The main difference is that of deity. The rest of India does Ganesha and Lakshmi puja on the day of Diwali. But in the Eastern parts of the country, Goddess Kali is worshipped with great pomp and show. Let us delve a little deeper into this difference.
History Of Kali Puja
You may not be aware of the fact that most of the pujas in Hinduism are not based on the Vedas. They are based on individual traditions. Bal Gangadhar Tilak started the Ganapati festival in Maharashtra to foster nationalism and it has been a custom ever since. In a similar way, Raja Krishnachandra who was the king of Navadipa started this Bengali puja of Mahakali in the 18th century. The tradition was carried forward by his descendants and the other wealthy zamindar families in Bengal.

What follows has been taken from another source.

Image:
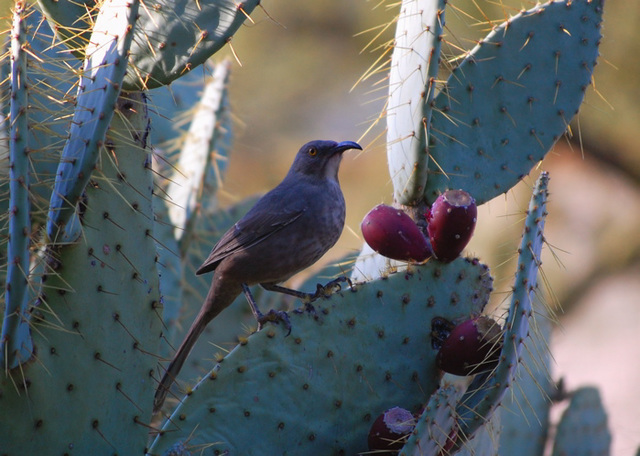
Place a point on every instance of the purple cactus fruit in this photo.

As this puja was basically under the patronage of the rich and famous, it survived on a grand scale. Today, Kali puja is second in grandeur only to Durga puja in Bengal.
The Myth Of Mahakali
There is always a mythical story to explain our rituals or pujas. So it is for kali puja. Once upon a time, two asuras, Sumbho and Nishumbho plagued the Earth and the Heaven. Thus the gods prayed to Goddess Durga who is the eternal Shakti of the Universe. To answer their prayers, Kali was born from the forehead of Durga.

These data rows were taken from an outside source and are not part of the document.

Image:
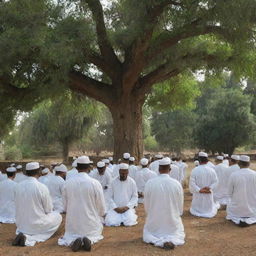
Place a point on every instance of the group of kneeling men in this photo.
(109, 194)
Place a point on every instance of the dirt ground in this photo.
(204, 237)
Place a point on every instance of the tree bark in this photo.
(65, 151)
(128, 128)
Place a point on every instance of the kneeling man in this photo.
(122, 198)
(163, 201)
(242, 190)
(35, 219)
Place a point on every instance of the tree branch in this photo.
(166, 39)
(97, 90)
(103, 40)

Kali attached the errant asuras with a 'khara' which is kind of twisted sword in her hand. Once she started slaying the asuras, her thirst for blood was aroused. She made a garland of the heads of dead asuras and wore around her neck. Then she started slaying anyone who came in her way. To soothe her anger, Shiva (who is her husband) lay in her path. When she stepped on her husband in her fury, she stuck her tongue out in regret. Her fury ended at than moment and that is why she is portrayed with her tongue stuck out and her foot on Shiva.
The Dark Mother
To outsiders, Kali might seem like a very fierce and fearsome goddess. But for her devotees, she is the dark mother. Although she is a Tantrik goddess worshipped, people worship her at home. Kali puja happens at midnight on the amavasya or no moon night of Kartik maasa (a month in the Indian lunar calendar). She is like an all powerful mother who shall rise to protect her children against evil. Earlier she was worshipped to get protection and victory in war. Now she is evoked to avoid droughts, floods and other natural calamities.
The fact that Kali puja coincides with Diwali is a perfect example of India's composite culture. Don't you think so?